When Mr. Rochester comes back to Thornfield Hall, there are conversations and parties. Brilliant, witty, and ugly, he is not the typical hero. But he and Jane, a plain, small, thin 18-year-old, spar back and forth and fall in love. Like Mrs. Fairfax, who says Rochester is old enough to be Jane’s father, we wonder if he’s a father figure. And yet this age difference is so common in 19th-century novels:  think of Emma and Knightley, who we assume will be happy when they marry. But then, of course, there are novels by Trollope, such as The Way We Live Now and Phineas Finn, in which an age difference in marriage has a bad psychological effect on a woman (Lady Carbury and her older husband; Laura Kennedy and Mr. Kennedy).

Lithograph by Barnett Freedman, “Jane Eyre” (Heritage Press)

Jane and Rochester believe they will be happy. And then–what could be more Gothic?– their wedding is interrupted at the altar, because someone testifies that Rochester is already married.  Rochester is forced to tell the story of his mad wife Bertha, who is locked up in the attic (from which she occasionally escapes to set Rochester’s room on fire or to rip up Jane’s wedding veil). Rochester’s well-told story is as mesmerizing as the best short stories of the 19th century. But on this reading, I noticed for the first time that Rochester admits Bertha sometimes has “lucid” spells for weeks at a time. It’s a small detail–but it does help us understand why Jean Rhys wrote her novel Wide Sargasso Sea from the point of view of Bertha. (I do not particularly admire Wide Sargasso Sea, but I do admire Rhys’s other novels and her autobiography.)

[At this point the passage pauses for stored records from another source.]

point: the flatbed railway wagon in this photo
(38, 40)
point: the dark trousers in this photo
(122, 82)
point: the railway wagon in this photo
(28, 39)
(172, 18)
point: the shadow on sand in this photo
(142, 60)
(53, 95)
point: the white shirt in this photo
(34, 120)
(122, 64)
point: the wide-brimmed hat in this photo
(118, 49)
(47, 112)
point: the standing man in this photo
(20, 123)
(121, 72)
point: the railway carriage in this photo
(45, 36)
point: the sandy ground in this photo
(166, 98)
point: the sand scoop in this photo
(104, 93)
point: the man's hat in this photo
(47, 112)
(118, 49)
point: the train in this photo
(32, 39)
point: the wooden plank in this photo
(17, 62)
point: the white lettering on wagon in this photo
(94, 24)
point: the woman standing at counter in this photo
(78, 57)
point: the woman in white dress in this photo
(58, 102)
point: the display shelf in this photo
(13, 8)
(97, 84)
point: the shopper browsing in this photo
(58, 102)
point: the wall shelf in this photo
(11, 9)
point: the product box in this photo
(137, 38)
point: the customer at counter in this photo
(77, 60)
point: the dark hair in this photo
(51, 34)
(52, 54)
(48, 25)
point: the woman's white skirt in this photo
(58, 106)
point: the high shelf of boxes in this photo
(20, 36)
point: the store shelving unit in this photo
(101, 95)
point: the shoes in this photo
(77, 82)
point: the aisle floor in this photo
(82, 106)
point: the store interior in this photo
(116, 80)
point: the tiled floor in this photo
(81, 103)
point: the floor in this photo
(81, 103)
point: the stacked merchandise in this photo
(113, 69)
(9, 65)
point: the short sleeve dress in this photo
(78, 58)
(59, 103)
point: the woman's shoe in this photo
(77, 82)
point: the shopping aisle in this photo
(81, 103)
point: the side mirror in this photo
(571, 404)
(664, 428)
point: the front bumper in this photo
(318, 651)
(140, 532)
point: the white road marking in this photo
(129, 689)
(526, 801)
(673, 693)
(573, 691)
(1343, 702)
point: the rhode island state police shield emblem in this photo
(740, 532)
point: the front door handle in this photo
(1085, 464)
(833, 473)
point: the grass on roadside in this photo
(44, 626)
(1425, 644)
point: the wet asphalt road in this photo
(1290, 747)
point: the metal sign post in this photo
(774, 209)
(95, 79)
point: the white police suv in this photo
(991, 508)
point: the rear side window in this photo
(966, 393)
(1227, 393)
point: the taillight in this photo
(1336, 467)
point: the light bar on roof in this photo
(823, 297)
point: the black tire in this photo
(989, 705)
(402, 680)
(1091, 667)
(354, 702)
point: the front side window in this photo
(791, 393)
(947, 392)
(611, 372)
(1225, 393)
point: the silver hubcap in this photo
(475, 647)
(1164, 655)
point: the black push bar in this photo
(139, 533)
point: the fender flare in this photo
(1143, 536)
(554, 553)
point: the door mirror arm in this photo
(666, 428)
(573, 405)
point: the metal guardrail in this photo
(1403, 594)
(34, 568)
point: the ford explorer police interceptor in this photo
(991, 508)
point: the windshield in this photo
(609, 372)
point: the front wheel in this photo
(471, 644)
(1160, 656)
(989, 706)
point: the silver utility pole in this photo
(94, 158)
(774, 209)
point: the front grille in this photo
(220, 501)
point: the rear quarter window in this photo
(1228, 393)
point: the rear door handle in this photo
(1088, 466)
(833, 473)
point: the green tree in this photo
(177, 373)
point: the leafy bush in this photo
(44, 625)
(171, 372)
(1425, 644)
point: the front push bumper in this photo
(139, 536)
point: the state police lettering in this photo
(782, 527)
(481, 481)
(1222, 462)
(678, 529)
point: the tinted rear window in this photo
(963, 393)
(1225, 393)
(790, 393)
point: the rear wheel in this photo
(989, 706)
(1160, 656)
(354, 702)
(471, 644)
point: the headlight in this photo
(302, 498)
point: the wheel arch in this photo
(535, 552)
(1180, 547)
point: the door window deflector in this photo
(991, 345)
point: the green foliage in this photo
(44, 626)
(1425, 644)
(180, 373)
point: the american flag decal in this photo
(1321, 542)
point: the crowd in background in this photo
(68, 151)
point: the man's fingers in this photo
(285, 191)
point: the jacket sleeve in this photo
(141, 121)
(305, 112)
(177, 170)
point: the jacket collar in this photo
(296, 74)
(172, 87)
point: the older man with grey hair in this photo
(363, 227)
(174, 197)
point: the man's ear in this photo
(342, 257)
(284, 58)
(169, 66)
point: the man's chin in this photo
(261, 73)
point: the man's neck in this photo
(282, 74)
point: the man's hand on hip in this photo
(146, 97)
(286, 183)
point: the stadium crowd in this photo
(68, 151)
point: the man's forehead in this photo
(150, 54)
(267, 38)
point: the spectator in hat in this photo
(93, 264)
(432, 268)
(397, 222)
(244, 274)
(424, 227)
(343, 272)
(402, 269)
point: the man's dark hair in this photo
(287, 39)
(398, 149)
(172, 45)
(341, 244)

This time around, I am also appreciating the final part of the novel, when Jane leaves Rochester, starves and faints, and meets St. John, the rigid minister, and his lovely sisters, Diana and Mary. These scenes are very quiet after the excitement of Thornfield Hall. And yet I am fascinated by Jane’s new job, as teacher at a village girls’ school, where many are illiterate.  The idea of “doing good”  instead of being a pampered governess, or a beloved wife at Thornfield Hall, is preeminent.

In Jane Eyre, some characters are obviously  based on Charlotte’s family. Diana and Mary are Charlotte’s sisters, Emily and Anne Bronte. And at Lowood, Jane’s friend and role model, Helen, who dies of consumption, seems to be based on one of Charlotte’s older sisters who died at school. (N.B. I haven’t read a biography of Charlotte in years, so I am a bit fuzzy about this point.)  As for Rochester, he seems far too passionate anr rakish to correspond to any lover in Charlotte’s life, and St. John too fussy for a love object (though handsome).  But Charlotte was madly in love with  a married teacher/headmaster of a school in Brussels where she taught. (He is portrayed as M. Paul in Charlotte’s Villette.) Perhaps Charlotte decided to mix up a little Byron with the headmaster.  Why not?  It’s fiction.

Jane Eyre seems to ask, What is the best direction to take in life?  The ending is unexpected–not at all romantic, in my view, though many find it so. Jane has more determination and fearlessness than most women, as she proves as the Gothic grows more Gothic than Gothic in the final scene.   Jane’s moral decisions make us think we could run away to face poverty, hunger, and loneliness for the sake of goodness.

For Jane, it’s more than that.  Rochester broke moral and actual laws.  A happy ending or a sad ending?  It’s strange.  You decide.